I have been making a list of people with whom I want to do some kind of a tikkun (repair). Fortunately, my most important relationships – with my family and closest friends and co-workers – are clear. I do make an effort to keep these most precious relationships loving at all times. But there are other, less important relationships, that I don’t necessarily take good care of. Just before Shabbat, I emailed a woman whom I met 2 summers ago at a retreat in Germany — a Swiss Jew, living in Zurich. I saw her once after that a few months later when she came to Israel with her family. She was very supportive, enthusiastically encouraging me to write a book I told her I wanted to write. She offered to pay me $20/week to support me in my writing process. Not a lot of money, but I was very touched by her belief in me and her generosity. I did not follow through with my writing project, and I also did not keep up with her. I wrote to her on Friday evening to thank her, to apologize for not being in touch, and to tell her that I will always feel our heart connection regardless of whether we maintain a correspondence. ~ Tonight I phoned a man whom I had provided spiritual support to in 2016 as part of my Chaplaincy training. I had seen him in passing this past winter when I didn’t have time to speak with him, and I told him I would be in touch soon. I felt I had been remiss in not following through. [Note to self: make fewer commitments!] He had no hard feelings, but was very happy to hear from me. Now this minor loose end has been sewn up. ~ I am still working on my list.

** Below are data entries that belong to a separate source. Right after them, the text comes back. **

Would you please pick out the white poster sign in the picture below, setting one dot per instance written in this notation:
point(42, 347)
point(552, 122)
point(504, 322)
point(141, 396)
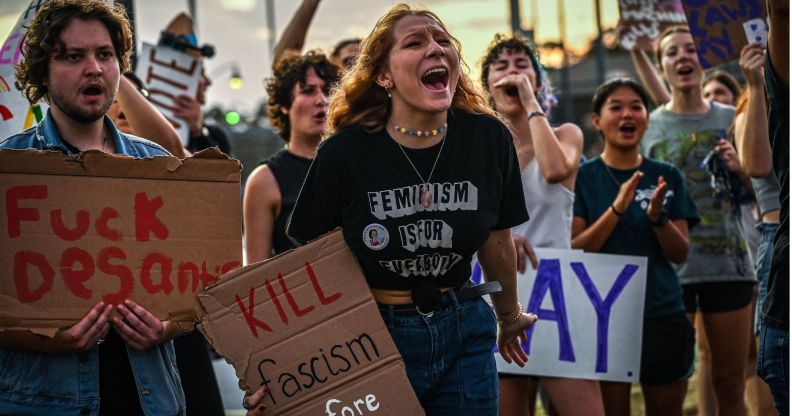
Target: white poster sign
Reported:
point(16, 113)
point(168, 74)
point(590, 309)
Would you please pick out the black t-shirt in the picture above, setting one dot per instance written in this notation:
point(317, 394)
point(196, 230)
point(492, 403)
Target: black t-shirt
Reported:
point(596, 188)
point(363, 183)
point(776, 305)
point(289, 171)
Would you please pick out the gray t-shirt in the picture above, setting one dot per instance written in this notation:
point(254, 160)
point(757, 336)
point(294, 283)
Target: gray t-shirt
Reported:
point(718, 249)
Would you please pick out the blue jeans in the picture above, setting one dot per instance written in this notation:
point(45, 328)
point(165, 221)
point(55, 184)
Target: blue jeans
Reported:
point(764, 258)
point(449, 356)
point(772, 364)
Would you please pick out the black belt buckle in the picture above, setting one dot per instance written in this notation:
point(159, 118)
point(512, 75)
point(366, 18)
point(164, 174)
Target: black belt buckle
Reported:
point(427, 298)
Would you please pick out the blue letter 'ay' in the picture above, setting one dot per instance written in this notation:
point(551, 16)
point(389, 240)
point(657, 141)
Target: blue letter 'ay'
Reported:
point(603, 307)
point(548, 278)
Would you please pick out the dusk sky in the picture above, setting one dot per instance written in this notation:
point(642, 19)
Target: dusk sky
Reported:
point(238, 30)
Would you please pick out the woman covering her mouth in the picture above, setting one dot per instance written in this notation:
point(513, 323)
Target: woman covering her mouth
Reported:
point(549, 157)
point(415, 153)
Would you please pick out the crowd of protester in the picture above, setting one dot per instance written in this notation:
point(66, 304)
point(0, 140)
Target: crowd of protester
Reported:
point(698, 187)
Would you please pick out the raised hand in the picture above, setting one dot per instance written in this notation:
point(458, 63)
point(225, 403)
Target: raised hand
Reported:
point(85, 334)
point(522, 84)
point(511, 335)
point(752, 58)
point(138, 327)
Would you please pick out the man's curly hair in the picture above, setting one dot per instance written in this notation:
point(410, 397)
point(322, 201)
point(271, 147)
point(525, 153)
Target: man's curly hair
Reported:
point(288, 72)
point(42, 39)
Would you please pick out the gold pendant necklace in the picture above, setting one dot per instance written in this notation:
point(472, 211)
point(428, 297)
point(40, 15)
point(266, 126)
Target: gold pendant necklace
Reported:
point(426, 194)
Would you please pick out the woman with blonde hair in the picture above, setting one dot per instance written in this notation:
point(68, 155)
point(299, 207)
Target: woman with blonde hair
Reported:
point(415, 153)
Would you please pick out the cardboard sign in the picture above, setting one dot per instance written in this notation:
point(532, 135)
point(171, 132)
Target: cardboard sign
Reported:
point(16, 113)
point(717, 27)
point(80, 229)
point(642, 21)
point(305, 325)
point(168, 74)
point(590, 309)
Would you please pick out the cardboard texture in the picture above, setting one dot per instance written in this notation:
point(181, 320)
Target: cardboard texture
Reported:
point(717, 27)
point(642, 21)
point(91, 227)
point(306, 325)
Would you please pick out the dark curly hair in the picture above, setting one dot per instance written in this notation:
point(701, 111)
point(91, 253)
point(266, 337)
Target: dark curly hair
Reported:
point(726, 79)
point(502, 43)
point(42, 39)
point(608, 87)
point(288, 71)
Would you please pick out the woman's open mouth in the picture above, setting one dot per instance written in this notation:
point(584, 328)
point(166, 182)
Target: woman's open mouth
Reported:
point(435, 79)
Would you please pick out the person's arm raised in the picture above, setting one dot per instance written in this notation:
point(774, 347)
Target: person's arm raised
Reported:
point(293, 37)
point(146, 121)
point(750, 127)
point(498, 261)
point(778, 40)
point(650, 77)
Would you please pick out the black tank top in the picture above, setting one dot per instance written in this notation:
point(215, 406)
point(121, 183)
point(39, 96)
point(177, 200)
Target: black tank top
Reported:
point(289, 171)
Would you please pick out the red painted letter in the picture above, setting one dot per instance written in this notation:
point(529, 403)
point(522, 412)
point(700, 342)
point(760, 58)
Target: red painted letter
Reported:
point(22, 279)
point(75, 279)
point(253, 323)
point(124, 274)
point(104, 229)
point(79, 230)
point(166, 265)
point(325, 300)
point(16, 214)
point(276, 301)
point(146, 220)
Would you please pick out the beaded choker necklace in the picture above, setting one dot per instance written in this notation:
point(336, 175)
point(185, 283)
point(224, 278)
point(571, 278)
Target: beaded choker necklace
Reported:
point(425, 133)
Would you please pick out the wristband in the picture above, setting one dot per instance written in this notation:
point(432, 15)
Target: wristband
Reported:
point(533, 114)
point(517, 313)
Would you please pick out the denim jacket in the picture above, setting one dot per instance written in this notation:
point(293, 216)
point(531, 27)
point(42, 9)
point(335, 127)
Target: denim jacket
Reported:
point(37, 383)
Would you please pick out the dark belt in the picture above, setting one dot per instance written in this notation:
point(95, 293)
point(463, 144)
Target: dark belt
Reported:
point(465, 293)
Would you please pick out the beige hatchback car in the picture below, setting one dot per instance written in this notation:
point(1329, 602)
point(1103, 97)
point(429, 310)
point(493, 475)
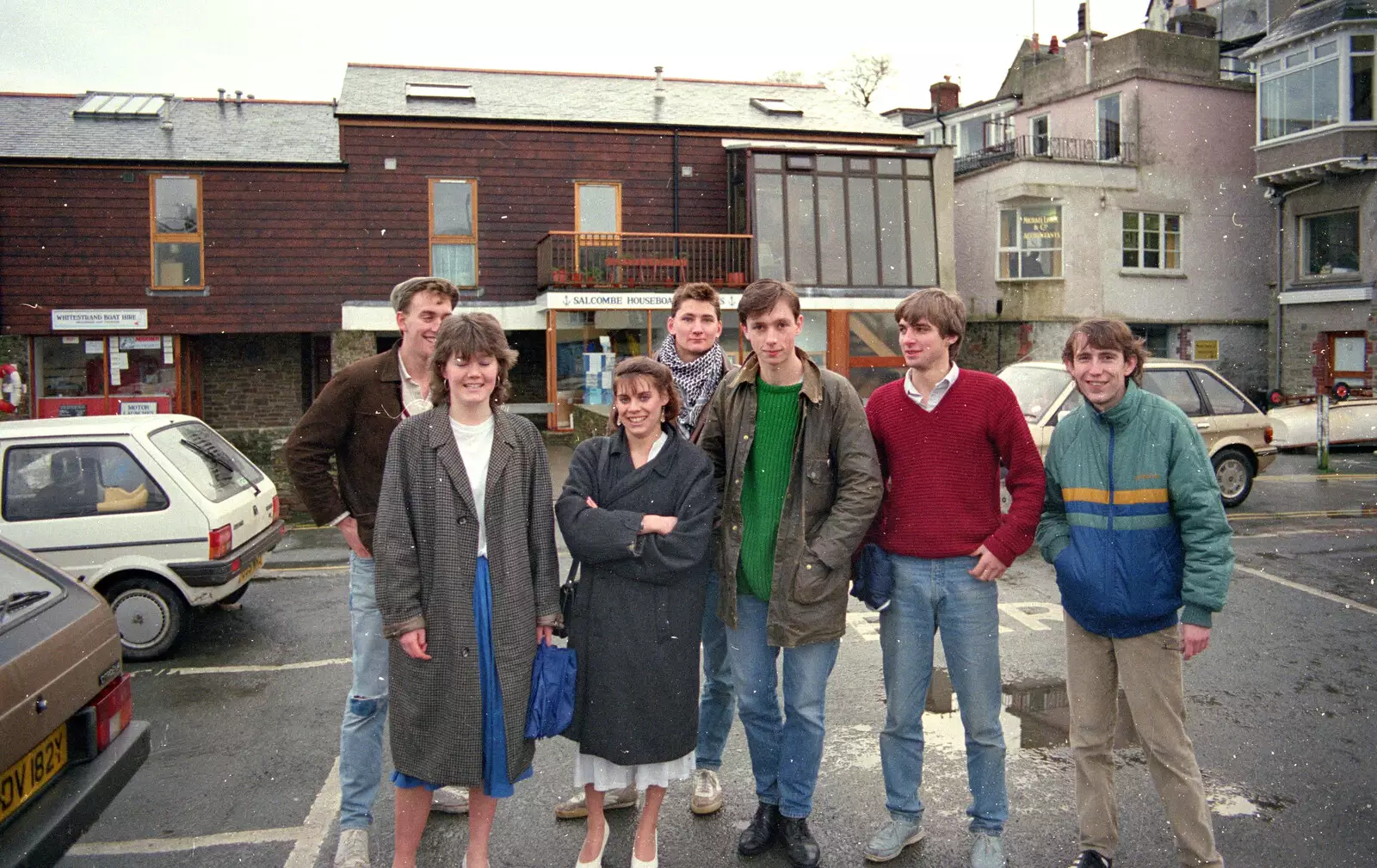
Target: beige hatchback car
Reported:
point(1237, 434)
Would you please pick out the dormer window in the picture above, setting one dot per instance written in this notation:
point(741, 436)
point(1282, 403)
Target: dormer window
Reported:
point(775, 106)
point(430, 89)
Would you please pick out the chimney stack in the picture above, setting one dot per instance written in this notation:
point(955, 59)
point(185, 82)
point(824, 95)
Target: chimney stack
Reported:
point(947, 95)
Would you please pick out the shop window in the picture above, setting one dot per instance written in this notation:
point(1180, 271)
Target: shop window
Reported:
point(65, 480)
point(1152, 241)
point(176, 231)
point(1329, 243)
point(844, 222)
point(454, 231)
point(1030, 243)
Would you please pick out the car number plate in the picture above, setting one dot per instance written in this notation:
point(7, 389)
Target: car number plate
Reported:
point(32, 773)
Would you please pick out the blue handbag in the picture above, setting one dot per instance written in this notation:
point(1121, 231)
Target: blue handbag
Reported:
point(551, 707)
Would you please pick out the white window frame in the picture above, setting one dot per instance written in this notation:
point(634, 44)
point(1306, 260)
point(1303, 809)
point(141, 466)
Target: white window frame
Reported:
point(1332, 47)
point(1161, 243)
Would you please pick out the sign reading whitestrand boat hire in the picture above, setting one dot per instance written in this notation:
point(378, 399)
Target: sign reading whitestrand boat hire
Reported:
point(109, 318)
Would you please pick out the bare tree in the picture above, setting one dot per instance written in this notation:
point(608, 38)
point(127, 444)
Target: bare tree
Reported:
point(864, 76)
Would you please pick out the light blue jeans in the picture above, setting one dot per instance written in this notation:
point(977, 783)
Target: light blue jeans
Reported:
point(365, 711)
point(785, 750)
point(716, 706)
point(929, 594)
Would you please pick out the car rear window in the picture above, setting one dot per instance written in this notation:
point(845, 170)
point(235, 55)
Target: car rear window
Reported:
point(1034, 387)
point(215, 468)
point(1223, 401)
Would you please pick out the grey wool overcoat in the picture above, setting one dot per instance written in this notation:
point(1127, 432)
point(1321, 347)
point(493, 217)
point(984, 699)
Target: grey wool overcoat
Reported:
point(638, 613)
point(426, 546)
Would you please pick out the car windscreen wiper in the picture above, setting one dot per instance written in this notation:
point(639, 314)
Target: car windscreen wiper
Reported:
point(21, 599)
point(219, 459)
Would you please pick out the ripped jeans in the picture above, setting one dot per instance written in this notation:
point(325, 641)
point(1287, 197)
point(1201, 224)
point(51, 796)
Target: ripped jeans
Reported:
point(365, 710)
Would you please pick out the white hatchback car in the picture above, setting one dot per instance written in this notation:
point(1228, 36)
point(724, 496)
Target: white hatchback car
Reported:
point(157, 512)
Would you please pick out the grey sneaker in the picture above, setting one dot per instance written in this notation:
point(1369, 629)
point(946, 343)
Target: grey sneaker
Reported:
point(892, 840)
point(451, 801)
point(988, 851)
point(707, 792)
point(576, 806)
point(353, 849)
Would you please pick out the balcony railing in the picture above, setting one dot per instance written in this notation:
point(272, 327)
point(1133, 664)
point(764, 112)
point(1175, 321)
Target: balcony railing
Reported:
point(1048, 147)
point(642, 261)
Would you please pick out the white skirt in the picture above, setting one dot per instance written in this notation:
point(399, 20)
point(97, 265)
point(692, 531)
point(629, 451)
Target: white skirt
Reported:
point(605, 775)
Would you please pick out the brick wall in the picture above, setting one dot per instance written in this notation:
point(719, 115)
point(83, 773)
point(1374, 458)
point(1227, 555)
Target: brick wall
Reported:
point(251, 380)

Whether there are people who are especially important to you with whom you want to clear things up and or make amends, or less important relationships in which you dropped a ball or had a minor misunderstanding, may we all succeed in doing some of this interpersonal clearing in the coming weeks, and may we all come to synagogue on Rosh Hashanah with a less cluttered heart-mind than we are living with today.